With a doubling in price for glyphosate, pre-emergence herbicides for soybeans have become price competitive, says Kevin Bradley, University of Missouri Extension specialist.

“In the past, the cost of two applications of glyphosate on a Roundup Ready soybean field has been unbeatable from an economic standpoint,” Bradley said. “Now at chemical cost of $11 to $12 per acre for brand-name glyphosate treatment, many pre-emergence soybean herbicides will cost about the same or less than glyphosate.

“Although generic glyphosate products will likely remain slightly lower in cost than many pre-emergence treatments, I still think there is a strong case to be made for the use of pre-emergence soybean herbicides.”

“Our survey of Missouri producers last year revealed that a majority of first-pass glyphosate applications in soybeans were made when weeds were 7 to 10 inches tall,” Bradley said. “At that point, yield loss will probably have already occurred.”

“A pre-emergence herbicide will eliminate that early weed competition and yield loss.” Although each weed species differs in its competitive ability, Bradley recommends that glyphosate be sprayed before the weeds in a field reach a height of 6 inches.

Bradley does recommend use of glyphosate for weeds that escape or for weeds that emerge later in the growing season.

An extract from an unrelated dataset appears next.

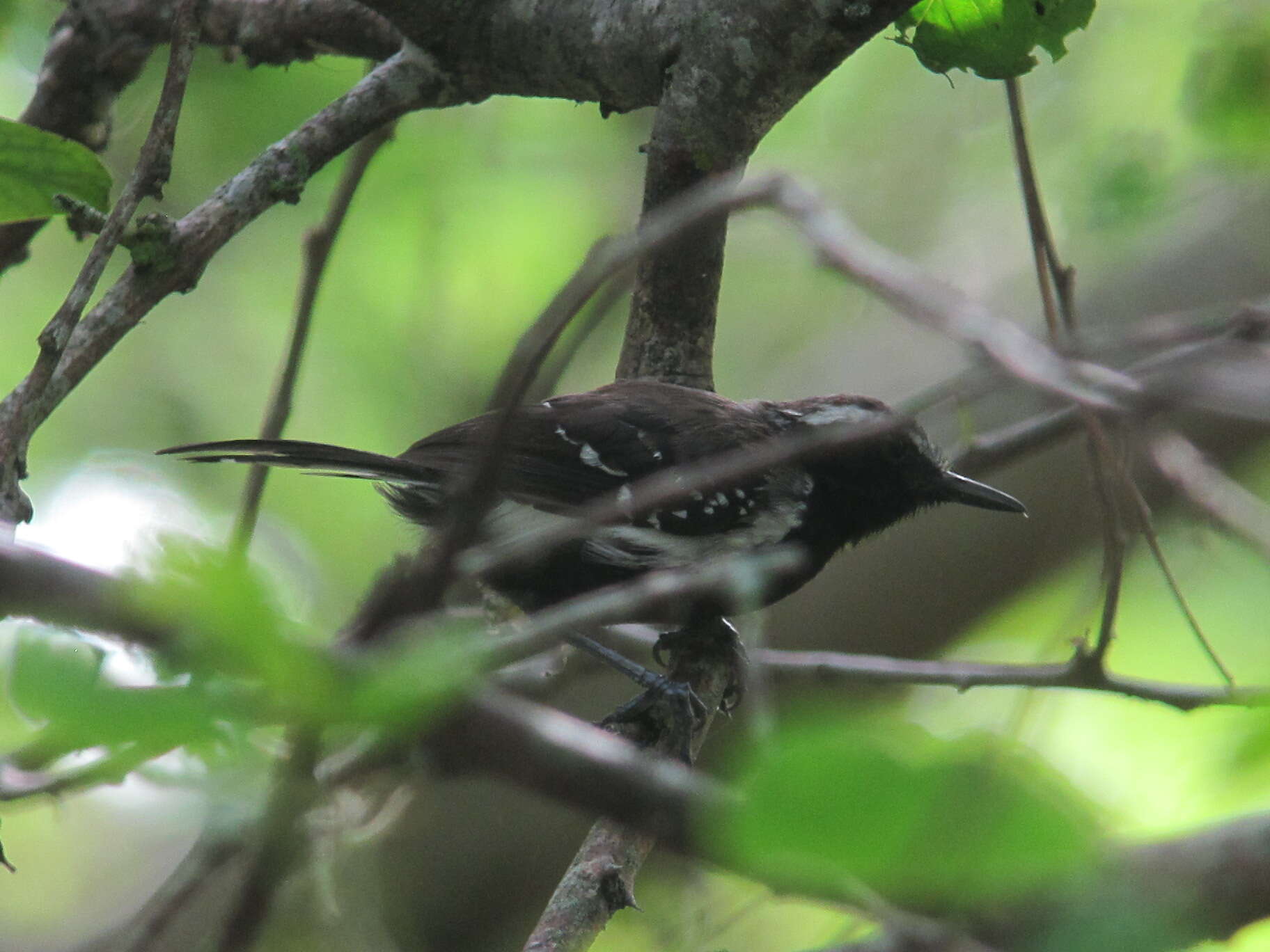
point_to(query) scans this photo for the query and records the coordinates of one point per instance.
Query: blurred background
(1152, 143)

The ease of treatment has made glyphosate the most popular weed control method in soybeans. “However, an advantage of pre-emergence herbicides is to rotate herbicide modes of action and manage glyphosate-resistant weed species. Repeated exposure to glyphosate, generation after generation, has allowed herbicide-resistant weeds to develop.

“Surveys we conducted last year indicate glyphosate-resistant waterhemp now occurs on 4 percent of the soybean acres in Missouri,” Bradley said.

Pre-emergence herbicides available this year include Authority First, Boundary, Canopy, Dual II Magnum, Envive, IntRRo, Prefix, Prowl H2O, Sonic, Valor and Valor XLT. “All are currently costing about the same as or less than a brand-name glyphosate treatment,” Bradley said.

Most of them also will provide good control of glyphosate-resistant waterhemp. Continued use of glyphosate on weeds showing resistance will only intensify the problem.

If producers decide to use glyphosate, they should not cut the application rate to save costs. “Reduced rates usually translate into reduced weed control and increased yield loss,” Bradley said. “Cutting rates to save a few cents will likely lead to lower yields at the end of the season.”

For years, soybean acreage has been the leading cash crop in Missouri.